We suggest, based on our data, that detection of carcinogenic HPV E6/E7 mRNA may achieve similar clinical sensitivity and negative predictive value as, while possibly achieving better clinical specificity and positive predictive value than, the detection of carcinogenic HPV DNA. One of the main criticisms of carcinogenic HPV DNA testing has been its lower specificity compared with cytology screening. It remains to be determined whether detection of carcinogenic HPV E6/E7 mRNA is sufficiently specific for precancer and cancer that it can be used as a primary, stand-alone screening test or will be included with cytologic screening.

At the higher threshold, only two CIN2 lesions were classified negative using a higher threshold and were called positive at the lower threshold, one of which was negative for carcinogenic HPV DNA. Although CIN2 represents the clinical threshold for treatment by ablation or excision, it is an equivocal and heterogeneous precancer category composed of cases of HPV infection and true preneoplastic disease. Moreover, CIN2, often missed by cervical cytology (11) in routine screening, can also be caused by noncarcinogenic HPV genotypes (28), with virtually no potential for progression to cancer.

Importantly, HPV mRNA was sufficiently well preserved in liquid cytology medium for retrospective testing using this assay. That is, although the specimens were eventually stored at −20°C, no special precautions were taken at the clinical center, and the specimens were stored at ambient temperature for several weeks until clinical decisions were rendered.
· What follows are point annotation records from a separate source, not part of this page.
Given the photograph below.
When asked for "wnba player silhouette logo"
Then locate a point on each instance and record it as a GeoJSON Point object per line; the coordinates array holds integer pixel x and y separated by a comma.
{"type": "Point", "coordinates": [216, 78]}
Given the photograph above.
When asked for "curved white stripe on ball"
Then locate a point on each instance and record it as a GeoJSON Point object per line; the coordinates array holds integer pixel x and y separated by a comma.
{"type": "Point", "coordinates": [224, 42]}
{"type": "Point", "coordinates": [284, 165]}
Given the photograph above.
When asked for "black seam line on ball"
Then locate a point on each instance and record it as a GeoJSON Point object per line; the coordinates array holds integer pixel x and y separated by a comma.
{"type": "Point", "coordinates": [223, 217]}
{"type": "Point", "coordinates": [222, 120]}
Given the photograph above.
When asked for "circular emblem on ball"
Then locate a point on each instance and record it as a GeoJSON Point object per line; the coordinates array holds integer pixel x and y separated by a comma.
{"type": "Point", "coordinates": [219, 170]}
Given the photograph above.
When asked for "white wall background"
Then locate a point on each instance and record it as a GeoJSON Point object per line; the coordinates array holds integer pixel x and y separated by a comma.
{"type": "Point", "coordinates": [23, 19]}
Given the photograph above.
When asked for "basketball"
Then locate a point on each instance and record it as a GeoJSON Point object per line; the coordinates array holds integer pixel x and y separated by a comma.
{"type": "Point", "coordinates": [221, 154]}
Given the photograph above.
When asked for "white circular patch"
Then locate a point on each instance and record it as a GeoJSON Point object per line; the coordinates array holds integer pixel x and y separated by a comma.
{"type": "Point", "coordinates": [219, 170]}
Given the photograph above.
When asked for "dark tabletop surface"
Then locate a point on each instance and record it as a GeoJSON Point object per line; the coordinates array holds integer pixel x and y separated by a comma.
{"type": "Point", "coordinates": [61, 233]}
Thus, it would seem that stability of mRNA in these specimens may be sufficient for detection of carcinogenic HPV E6/E7 mRNA by the APTIMA HPV assay in a routine clinical laboratory setting. Formal specimen stability studies are needed to support this observation.

Based on these and other promising results (13–17), additional studies are needed and warranted to evaluate/validate this assay and, in general, the detection of carcinogenic HPV E6/E7 mRNA for cervical cancer screening. Specifically, for the APTIMA HPV assay, studies composed of large population-based samples of women and with rigorous disease ascertainment, including longitudinal follow-up, are needed to establish the optimal positive cutpoint based on receiver-operator characteristics. Studies are also needed to fully characterize the assay performance including demonstration of its intralaboratory and interlaboratory reproducibility. Together, these studies will establish the clinical utility of this assay for cervical cancer screening (29).